そして何より僕が驚いたのはラストのMORRIEロングトーン
伸びやかなロングトーンから、そのままシャウトへと移り変わるのですが、これが格好いいなんて半端な言葉じゃ表せませんよ。
この時代に既にこのシャウトの出し方をしているなんて…。
そう。後のヴィジュアル系のスタンダードとなった、所謂ヴィジュアルシャウトの原点なんですよね。

何処までヴィジュアル系に影響を与えたカリスマなんだろうって恐ろしくなりますよ。


総評
表題曲はオリジナルアルバム未収録、そしてカップリングはこのシングル作品でしか聴けないレアな楽曲です。
ですがシングルは今ではプレミア価が付いていて、値段が沸騰した現在で手に入れるのは少々気が引けるでしょう。
なのでこの2曲を聴きたいのなら、2009年に発売されボーナストラックとして2曲が収録された「shámbara[+2]」を購入することをオススメします。

改めて書きますとこのシングルが発表されたのは1988年。
どうしてもリリースが古くなった作品に触れる事に、なかなか腰が上がらない人も少なくないでしょう。

でも、自分の好きなアーティストのルーツや、影響を受けた人物や作品を知るのって純粋に楽しくないですか?
そこを知った上で、再び好きなアーティストを聴いたときに新しい発見があったり、そのアーティストが表現したかったことを深く理解できるきっかけになったりするものです。

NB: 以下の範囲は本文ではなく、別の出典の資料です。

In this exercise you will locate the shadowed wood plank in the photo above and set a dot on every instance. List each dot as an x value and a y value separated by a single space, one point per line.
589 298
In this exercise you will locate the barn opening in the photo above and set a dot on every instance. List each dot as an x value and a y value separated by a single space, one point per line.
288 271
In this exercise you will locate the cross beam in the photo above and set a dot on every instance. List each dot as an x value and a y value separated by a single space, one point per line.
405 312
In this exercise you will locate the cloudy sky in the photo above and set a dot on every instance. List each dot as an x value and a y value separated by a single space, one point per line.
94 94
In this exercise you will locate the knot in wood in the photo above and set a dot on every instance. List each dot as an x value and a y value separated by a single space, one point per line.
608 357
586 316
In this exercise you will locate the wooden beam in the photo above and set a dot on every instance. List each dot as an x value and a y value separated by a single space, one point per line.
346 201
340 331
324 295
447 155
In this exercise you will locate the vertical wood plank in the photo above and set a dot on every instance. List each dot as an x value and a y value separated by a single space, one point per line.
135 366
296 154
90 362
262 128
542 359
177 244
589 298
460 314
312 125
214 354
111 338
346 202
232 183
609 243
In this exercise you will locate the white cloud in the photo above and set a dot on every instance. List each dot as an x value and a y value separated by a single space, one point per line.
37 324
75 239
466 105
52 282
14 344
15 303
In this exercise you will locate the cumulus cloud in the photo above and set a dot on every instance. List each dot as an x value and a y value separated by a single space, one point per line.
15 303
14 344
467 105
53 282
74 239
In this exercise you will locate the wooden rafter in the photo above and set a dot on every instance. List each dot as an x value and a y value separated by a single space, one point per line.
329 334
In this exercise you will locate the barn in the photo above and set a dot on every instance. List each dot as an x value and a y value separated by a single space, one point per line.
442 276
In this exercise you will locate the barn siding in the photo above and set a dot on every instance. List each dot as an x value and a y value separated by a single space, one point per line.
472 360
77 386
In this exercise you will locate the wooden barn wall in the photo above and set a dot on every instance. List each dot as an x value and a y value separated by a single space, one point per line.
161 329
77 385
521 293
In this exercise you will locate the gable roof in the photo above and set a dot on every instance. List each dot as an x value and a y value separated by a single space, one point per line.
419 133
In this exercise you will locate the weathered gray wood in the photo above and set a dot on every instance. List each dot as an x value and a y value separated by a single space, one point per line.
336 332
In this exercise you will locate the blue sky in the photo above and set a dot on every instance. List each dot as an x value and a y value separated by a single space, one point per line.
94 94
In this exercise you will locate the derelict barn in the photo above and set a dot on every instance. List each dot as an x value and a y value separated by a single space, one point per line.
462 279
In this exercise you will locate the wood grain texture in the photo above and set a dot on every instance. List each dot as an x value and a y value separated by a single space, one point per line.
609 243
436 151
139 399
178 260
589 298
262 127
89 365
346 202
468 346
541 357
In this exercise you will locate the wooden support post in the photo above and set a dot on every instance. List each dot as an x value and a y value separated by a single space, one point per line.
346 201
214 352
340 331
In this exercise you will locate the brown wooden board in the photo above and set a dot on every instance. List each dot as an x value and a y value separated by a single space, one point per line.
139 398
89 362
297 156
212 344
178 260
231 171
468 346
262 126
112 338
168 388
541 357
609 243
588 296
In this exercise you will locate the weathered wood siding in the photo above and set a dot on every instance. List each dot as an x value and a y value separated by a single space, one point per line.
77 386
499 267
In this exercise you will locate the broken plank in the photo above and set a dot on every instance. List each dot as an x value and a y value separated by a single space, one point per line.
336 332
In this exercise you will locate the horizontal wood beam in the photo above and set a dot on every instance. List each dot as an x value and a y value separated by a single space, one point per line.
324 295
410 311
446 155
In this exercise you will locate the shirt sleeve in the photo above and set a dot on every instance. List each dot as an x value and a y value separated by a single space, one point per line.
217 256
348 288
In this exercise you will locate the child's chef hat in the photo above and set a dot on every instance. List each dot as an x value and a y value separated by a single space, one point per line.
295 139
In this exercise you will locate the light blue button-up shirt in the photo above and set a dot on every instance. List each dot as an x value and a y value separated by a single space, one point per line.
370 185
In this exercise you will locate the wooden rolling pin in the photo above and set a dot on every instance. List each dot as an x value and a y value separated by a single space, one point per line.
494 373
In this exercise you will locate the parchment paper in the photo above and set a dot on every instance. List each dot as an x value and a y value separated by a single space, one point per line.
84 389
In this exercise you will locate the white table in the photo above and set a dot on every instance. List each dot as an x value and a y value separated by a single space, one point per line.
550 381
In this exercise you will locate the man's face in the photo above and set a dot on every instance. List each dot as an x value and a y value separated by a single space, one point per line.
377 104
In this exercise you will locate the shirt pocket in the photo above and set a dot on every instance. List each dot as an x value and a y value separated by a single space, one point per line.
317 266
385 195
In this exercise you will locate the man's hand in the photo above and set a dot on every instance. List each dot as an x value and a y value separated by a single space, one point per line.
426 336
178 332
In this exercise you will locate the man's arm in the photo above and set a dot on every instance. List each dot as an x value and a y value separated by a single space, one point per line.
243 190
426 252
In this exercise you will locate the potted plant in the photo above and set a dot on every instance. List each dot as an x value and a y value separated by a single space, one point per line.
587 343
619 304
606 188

そういった意味では、ヴィジュアル界の中でDEAD END以上に各バンドのルーツとして影響を与えたバンドはいないのではないでしょうか。

かの有名なLUNA SEAやL'Arc~en~Ciel、そして黒夢Janne Da Arc
その他にも書ききれない程に影響を受けたヴィジュアル系バンドが沢山存在します。

もしかすると貴方の好きなバンドのルーツを辿ったときに、彼らの名前を目にする事になるかもしれません。


総合点79点。
★★☆…歴史を知る中で手にいれたい盤。